February 21, 2007

Iran Balks At The End

Iranian negotiators refused to consider the necessary step of suspending their uranium enrichment program, and so the efforts to avoid a negative IAEA report to the UN Security Council have failed. The UNSC will need to decide whether the global community can retain its uncertain unity long enough to escalate the sanctions against Iran:

Iran will today be declared in violation of a UN resolution calling for a halt to its enrichment of uranium, after last-minute negotiations in Vienna failed to reach a compromise in the nuclear stand-off.

Ari Larijani, Iran's chief nuclear negotiator, emerged from talks with Mohamed ElBaradei, the director general of the International Atomic Energy Agency (IAEA), insisting that Iran had a right to pursue a peaceful nuclear programme and warning against any use of force to stop it. ...

The gathering crisis over Iran's nuclear programme, however, will become more intense today with the expected publication of an IAEA report stating that Iran has not complied with UN demands to stop uranium enrichment. Nor has it met the nuclear agency's own demands for greater transparency about its nuclear programme.

IAEA officials said the report was due to be delivered to the UN security council at the same time as the agency's board, but added there was a small possibility its publication could be delayed until tomorrow.

The report is likely to trigger a new security council debate over tightening sanctions on Iran and intensify the debate within the Bush administration over whether to take military action aimed at slowing down Iran's nuclear programme.

That's putting it lightly. Vladimir Putin has given every indication that he will take the opportunity to allow Iran off the hook, unless he still finds Teheran in arrears for the money owed on the Bushehr facility.

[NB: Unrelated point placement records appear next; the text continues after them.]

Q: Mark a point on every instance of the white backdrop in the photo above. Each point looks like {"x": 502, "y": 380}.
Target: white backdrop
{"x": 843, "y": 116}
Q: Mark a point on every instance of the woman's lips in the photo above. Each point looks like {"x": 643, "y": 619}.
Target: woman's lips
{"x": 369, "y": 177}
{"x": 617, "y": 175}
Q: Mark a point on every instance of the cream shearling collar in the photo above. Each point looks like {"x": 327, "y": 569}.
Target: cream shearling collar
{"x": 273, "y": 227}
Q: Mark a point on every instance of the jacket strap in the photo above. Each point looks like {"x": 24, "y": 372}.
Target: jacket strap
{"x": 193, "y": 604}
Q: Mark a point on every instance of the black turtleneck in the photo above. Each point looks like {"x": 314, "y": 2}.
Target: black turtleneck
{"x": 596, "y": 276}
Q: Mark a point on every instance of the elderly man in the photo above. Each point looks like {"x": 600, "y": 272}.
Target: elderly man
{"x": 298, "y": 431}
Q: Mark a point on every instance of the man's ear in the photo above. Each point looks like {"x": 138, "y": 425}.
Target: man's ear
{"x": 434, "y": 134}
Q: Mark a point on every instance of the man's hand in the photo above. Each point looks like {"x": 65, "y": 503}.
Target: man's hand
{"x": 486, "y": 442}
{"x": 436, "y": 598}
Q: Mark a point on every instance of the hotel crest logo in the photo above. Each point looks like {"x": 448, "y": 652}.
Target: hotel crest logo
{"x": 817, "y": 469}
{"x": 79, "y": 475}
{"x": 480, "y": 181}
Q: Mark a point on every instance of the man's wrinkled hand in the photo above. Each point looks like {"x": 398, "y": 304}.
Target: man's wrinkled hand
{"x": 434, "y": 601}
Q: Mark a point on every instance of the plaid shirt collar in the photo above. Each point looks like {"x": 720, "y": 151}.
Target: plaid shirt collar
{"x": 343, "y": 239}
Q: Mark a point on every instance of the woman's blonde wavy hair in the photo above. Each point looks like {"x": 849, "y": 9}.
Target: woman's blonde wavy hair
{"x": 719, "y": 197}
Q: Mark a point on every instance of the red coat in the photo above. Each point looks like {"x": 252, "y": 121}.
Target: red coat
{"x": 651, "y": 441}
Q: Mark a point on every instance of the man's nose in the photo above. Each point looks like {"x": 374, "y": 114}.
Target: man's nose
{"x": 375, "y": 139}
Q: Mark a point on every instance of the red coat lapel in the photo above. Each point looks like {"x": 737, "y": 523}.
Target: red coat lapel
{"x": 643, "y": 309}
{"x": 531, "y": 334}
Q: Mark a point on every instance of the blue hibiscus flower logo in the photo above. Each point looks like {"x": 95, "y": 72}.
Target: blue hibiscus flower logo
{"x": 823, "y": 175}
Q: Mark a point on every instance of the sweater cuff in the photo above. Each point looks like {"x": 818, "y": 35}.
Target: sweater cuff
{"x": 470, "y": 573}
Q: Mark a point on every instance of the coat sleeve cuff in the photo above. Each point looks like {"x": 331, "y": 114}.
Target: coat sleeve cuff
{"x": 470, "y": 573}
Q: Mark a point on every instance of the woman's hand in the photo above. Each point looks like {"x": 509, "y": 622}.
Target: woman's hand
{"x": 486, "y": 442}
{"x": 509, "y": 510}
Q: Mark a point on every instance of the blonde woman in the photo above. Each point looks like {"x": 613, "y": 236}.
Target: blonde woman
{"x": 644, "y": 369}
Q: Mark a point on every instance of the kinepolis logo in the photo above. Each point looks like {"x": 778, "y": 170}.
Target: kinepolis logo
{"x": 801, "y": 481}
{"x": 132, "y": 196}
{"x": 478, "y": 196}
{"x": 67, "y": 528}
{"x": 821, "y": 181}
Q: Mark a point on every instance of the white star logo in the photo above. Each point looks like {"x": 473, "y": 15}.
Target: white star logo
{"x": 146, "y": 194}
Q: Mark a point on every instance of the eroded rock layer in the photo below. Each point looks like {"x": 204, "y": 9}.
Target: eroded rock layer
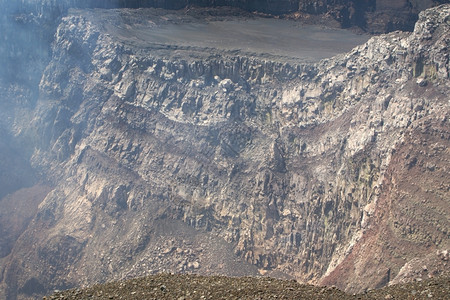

China, which has helped build a template of what it and Russia wants for agreements in North Korea -- which is to say nothing too useful -- will probably balk as well.

That leaves the US and Britain to go it alone, perhaps even among their Western allies. The Europeans have had nothing but lukewarm support for efforts against Iran, perferring to use public condemnations as a sole defense against Iranian nuclear armament. Eastern Europe has agreed to host portions of a missile shield against the Iranian threat, but for the most part the EU has already begun calculating a nuclear Iran into its worldview.

Not so the Anglosphere. Both the US and the UK have sent more naval assets to the Persian Gulf to put pressure on Teheran to comply with the UNSC resolution. The rest of Europe will probably agree to added sanctions, although they may not stick around long if Russia and China balk. If the US makes clear that sanctions will be the only course of action that will preclude targeted US strikes on Iranian nuclear-development sites -- still a bad idea in my opinion, but rapidly becoming the only option left -- then they may pursue sanctions with more gusto.

The Iranians could still agree to Mohammed ElBaradei's "time-out" scenario. That would allow them to declare a temporary suspension in order to restart talks on the overall program, but that would likely be best used as a dodge for more covert work. It would put the US and UK in a bind for weeks and could prompt a postponement from the UNSC, which would play into Iranian hands. Are the mullahs that smart? Sor, it appears not, although it also appears unnecessary.